The city is also putting together a website that allows people to tinker with the city’s numbers themselves, and see how that would affect various user fees and taxes.

“It’s not an Excel spreadsheet, but it’s a program that would give people an idea and an understanding how much of a tax reduction there would be if we took, say, $300,000 out of recreation spending or if we added $200,000 to bylaw services, or kept the fire hall as it is,” Curtis said.

But the consultation is not enough, according to the Whitehorse Chamber of Commerce.

“We had asked for about four to five weeks notice. This one was about a week. So it was difficult for people to clear their slates,” said chamber president Rick Karp.

“We applaud the city for actually doing a consultation. This is something that the Whitehorse chamber has been pushing for for quite a while now,” Karp said.

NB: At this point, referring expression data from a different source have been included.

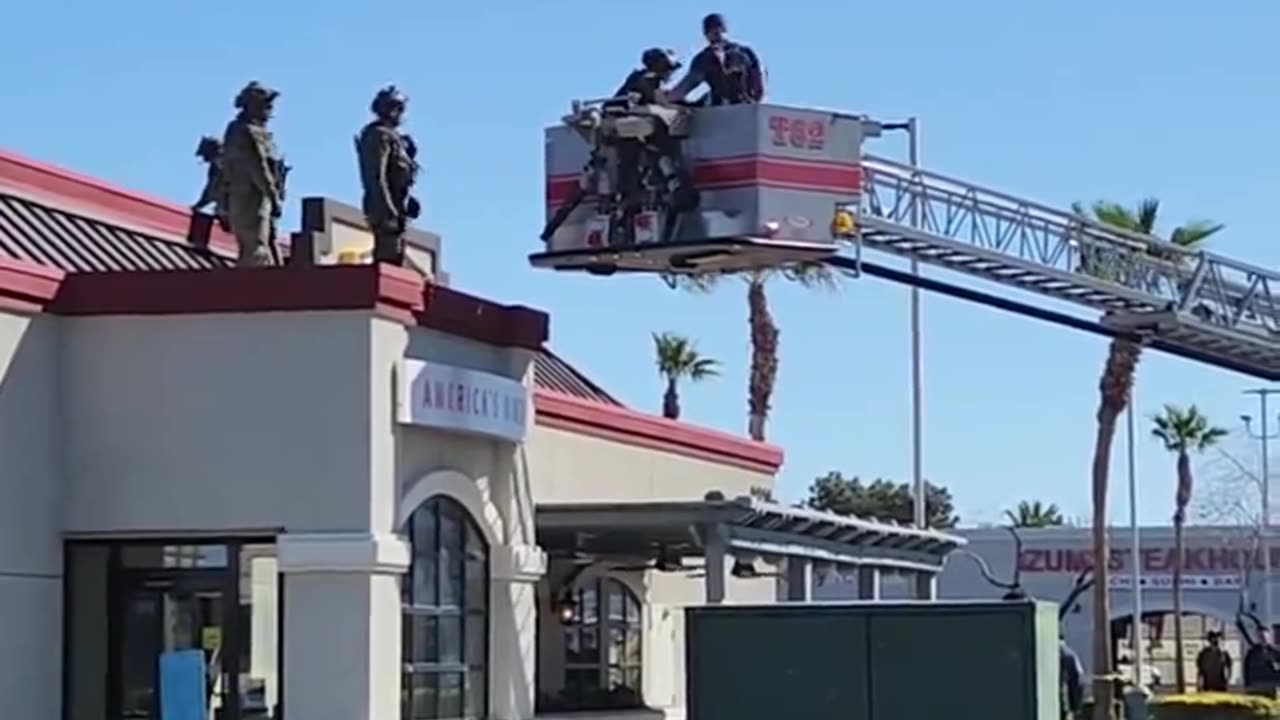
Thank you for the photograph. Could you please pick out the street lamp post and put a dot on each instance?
(920, 510)
(1265, 438)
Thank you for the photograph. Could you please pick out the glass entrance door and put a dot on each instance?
(168, 613)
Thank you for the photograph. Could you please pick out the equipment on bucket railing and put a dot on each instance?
(636, 172)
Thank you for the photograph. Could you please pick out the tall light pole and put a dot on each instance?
(1264, 437)
(1136, 563)
(918, 490)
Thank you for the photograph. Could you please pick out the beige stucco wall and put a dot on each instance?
(567, 466)
(284, 422)
(30, 505)
(218, 422)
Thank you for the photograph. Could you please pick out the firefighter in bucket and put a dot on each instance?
(636, 171)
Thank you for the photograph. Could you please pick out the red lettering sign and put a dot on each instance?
(1152, 560)
(798, 132)
(464, 399)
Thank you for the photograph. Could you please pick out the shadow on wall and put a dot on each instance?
(30, 519)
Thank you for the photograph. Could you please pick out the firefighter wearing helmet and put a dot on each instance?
(254, 176)
(388, 169)
(657, 65)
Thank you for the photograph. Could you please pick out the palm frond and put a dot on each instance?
(1115, 215)
(704, 368)
(1185, 429)
(813, 276)
(1147, 214)
(1194, 233)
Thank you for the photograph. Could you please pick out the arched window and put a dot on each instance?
(446, 600)
(603, 630)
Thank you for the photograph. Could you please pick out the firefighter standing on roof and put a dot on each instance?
(254, 173)
(388, 169)
(731, 71)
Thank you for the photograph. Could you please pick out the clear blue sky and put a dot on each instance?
(1051, 100)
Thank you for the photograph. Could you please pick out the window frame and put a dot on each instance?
(603, 625)
(471, 619)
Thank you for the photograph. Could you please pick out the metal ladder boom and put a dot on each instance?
(1200, 299)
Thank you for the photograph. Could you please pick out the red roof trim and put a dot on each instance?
(620, 424)
(392, 292)
(26, 287)
(86, 194)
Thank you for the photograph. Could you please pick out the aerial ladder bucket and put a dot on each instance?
(775, 186)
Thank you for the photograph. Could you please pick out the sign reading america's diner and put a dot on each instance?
(462, 400)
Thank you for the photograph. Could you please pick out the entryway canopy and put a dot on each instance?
(745, 528)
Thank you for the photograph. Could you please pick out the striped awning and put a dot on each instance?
(44, 235)
(554, 374)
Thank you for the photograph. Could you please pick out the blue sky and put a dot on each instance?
(1055, 101)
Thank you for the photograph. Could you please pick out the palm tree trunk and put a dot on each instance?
(1179, 652)
(1182, 499)
(764, 359)
(671, 400)
(1101, 573)
(1114, 396)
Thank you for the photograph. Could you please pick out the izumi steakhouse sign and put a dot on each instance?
(1152, 560)
(462, 400)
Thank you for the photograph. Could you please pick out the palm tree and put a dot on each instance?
(677, 359)
(1183, 431)
(1036, 514)
(1114, 390)
(764, 331)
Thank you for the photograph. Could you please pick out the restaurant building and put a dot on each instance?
(344, 491)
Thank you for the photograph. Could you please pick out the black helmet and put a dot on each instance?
(209, 146)
(255, 92)
(388, 98)
(658, 59)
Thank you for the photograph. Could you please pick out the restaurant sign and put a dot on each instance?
(1151, 560)
(461, 400)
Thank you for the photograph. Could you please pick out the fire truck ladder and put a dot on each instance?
(1191, 302)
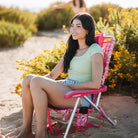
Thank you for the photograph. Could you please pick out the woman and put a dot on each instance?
(83, 60)
(77, 6)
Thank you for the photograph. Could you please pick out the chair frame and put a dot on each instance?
(83, 93)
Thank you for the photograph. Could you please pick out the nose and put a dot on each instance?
(73, 29)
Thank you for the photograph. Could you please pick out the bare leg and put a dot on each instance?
(44, 91)
(27, 109)
(40, 101)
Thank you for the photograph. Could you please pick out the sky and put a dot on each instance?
(37, 5)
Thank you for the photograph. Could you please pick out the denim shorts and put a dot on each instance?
(82, 100)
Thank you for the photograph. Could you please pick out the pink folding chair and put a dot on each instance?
(107, 44)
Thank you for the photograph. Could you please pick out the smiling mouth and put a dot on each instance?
(74, 34)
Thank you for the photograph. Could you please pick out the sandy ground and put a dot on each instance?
(123, 109)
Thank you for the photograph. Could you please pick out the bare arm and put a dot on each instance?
(58, 69)
(97, 71)
(61, 6)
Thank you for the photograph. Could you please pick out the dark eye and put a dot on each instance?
(72, 25)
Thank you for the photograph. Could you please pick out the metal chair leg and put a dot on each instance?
(71, 118)
(102, 113)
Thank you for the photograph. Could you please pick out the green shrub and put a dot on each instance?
(42, 64)
(12, 34)
(17, 16)
(49, 20)
(102, 10)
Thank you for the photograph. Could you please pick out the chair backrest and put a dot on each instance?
(107, 44)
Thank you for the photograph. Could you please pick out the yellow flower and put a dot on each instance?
(111, 28)
(64, 26)
(134, 65)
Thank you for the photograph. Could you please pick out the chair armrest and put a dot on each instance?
(81, 93)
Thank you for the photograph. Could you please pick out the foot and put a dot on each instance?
(26, 135)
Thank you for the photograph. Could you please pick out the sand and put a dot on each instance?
(122, 109)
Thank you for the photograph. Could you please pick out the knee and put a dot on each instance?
(35, 82)
(27, 80)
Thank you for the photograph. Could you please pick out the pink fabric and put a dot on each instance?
(107, 50)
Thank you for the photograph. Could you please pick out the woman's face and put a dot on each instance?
(77, 31)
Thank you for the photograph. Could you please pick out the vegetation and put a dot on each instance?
(49, 20)
(101, 10)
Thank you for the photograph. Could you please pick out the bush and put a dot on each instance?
(42, 64)
(17, 16)
(49, 20)
(12, 34)
(102, 10)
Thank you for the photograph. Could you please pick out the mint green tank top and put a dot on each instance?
(81, 67)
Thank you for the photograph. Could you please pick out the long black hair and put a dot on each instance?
(81, 3)
(88, 24)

The biggest problem is that the city hasn’t released a draft budget or any year-to-date financial information, so it’s nearly impossible for business owners to provide an informed opinion, Karp said.

“When you go to the city’s website, and you look at the budget for 2014, there’s no budget there. What’s there is a questionnaire, and an explanation that we want you to come out and give feedback,” Karp said.

The city has run budget surpluses since 2008, Karp said, and that makes him doubtful that a tax increase is necessary.

“If the difference between revenue and expense turns into a negative, a loss, then of course there will be all sorts of discussion about OK, what are we going to do. That sort of would justify a tax increase, but we don’t have that and we don’t know,” he said.

“We’re saying, ‘Lets look at where you are. What was your 2013 budget, and let’s look at a year-to-date comparatively and see where you are? How can we comment on a budgetary process if we don’t have a proposed budget, if we don’t know what your year-to-date numbers look like?” Karp asked.

To Curtis, that request seems odd; he said it was Karp who suggested not releasing a draft budget in the first place.

“The Whitehorse chamber were the ones who suggested that they didn’t want a draft budget to come forward because it would look like we’ve already made conclusions as to where and how much was going to be spent,” Curtis said.

“His suggestion is quite contraire to his last comment … I’m not quite sure where he’s coming from, but we’ve certainly taken a lead from the chamber in saying that they would support a tax increase no more than the rate of inflation, which we’re striving for. To suggest that there should be zero increase, well, inflation is more than zero,” the mayor said.